Fast forward 10 years and basically every single laptop has hardware
accelerated H.264 encoding through Intel's QuickSync FFHW and desktops have it
through Nvidia. On top of that the software encoder (x264) is so fast that
it's possible to do it in realtime on a CPU.

There is a fair chance that VP9 will see the exact same pattern here. Today
CPU encoding is unfeasible, as you've noticed. However Intel is releasing VP9
encoding on their QuickSync encoder with newer CPU's and Nvidia will from my
guess have it either 1 or 2 GPU generations from now. Same goes for AV1 here.

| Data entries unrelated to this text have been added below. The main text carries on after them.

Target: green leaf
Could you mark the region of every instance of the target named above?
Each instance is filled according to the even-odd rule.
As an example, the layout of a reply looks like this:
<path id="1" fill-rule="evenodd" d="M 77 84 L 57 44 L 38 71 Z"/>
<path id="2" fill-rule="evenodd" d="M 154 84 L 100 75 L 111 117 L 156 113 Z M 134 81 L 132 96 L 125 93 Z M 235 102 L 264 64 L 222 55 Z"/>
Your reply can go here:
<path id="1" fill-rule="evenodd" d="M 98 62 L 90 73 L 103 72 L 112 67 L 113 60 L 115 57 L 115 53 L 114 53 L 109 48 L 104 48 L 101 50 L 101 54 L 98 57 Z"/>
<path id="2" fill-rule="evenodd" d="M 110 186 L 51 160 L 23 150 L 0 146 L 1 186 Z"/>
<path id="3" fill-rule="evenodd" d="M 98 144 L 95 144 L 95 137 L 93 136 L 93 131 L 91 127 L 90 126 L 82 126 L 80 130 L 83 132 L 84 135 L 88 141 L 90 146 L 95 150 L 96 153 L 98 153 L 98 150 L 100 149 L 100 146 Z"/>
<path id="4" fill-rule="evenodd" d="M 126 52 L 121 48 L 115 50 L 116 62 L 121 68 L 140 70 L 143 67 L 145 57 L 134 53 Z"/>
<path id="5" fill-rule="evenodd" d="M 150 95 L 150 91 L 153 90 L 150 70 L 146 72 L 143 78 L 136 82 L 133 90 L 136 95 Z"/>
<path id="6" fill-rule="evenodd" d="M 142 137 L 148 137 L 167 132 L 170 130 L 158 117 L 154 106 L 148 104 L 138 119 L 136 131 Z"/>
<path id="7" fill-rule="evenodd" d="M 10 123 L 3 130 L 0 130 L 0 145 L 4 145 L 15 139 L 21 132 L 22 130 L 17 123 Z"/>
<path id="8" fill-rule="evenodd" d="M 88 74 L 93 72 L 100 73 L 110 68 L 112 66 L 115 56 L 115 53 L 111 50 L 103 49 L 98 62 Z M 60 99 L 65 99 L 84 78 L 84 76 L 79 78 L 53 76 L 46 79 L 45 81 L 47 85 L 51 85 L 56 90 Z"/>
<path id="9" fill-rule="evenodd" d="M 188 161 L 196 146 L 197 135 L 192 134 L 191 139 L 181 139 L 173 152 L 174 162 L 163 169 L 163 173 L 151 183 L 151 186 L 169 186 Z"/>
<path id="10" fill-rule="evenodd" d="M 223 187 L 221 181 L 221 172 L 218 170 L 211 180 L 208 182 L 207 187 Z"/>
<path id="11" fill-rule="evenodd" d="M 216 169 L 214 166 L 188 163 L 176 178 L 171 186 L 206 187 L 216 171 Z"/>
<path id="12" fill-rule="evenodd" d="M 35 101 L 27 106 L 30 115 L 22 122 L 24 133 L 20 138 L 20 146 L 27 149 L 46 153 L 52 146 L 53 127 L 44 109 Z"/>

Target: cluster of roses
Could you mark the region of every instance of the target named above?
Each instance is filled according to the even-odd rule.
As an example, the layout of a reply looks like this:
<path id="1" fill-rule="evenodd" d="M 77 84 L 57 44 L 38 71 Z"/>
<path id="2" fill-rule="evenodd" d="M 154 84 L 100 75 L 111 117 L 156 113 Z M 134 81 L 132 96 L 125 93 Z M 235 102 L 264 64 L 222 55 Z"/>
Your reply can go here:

It's also interesting too think that the age of these aggressive improvements
in CPU speed we've had over the past 14 years (from 2005) might come to an
end, where efficiency instead comes from specialised hardware, such as fixed
function hardware doing encoding on the chips, as NVENC/QuickSync does today.
I don't know if realtime AV1 encoding will be feasible on a consumer grade CPU
within the next 10 years, but i sure know it's hardware counterpart will be.

------
LeoNatan25
One huge issue with HandBrake is the very deep 8bit pipeline limitation, which
is showing its age and lack of forward thinking. HandBrake is incapable of
properly encoding 10bit streams. Until that is fixed, I had no choice but to
find an alternative.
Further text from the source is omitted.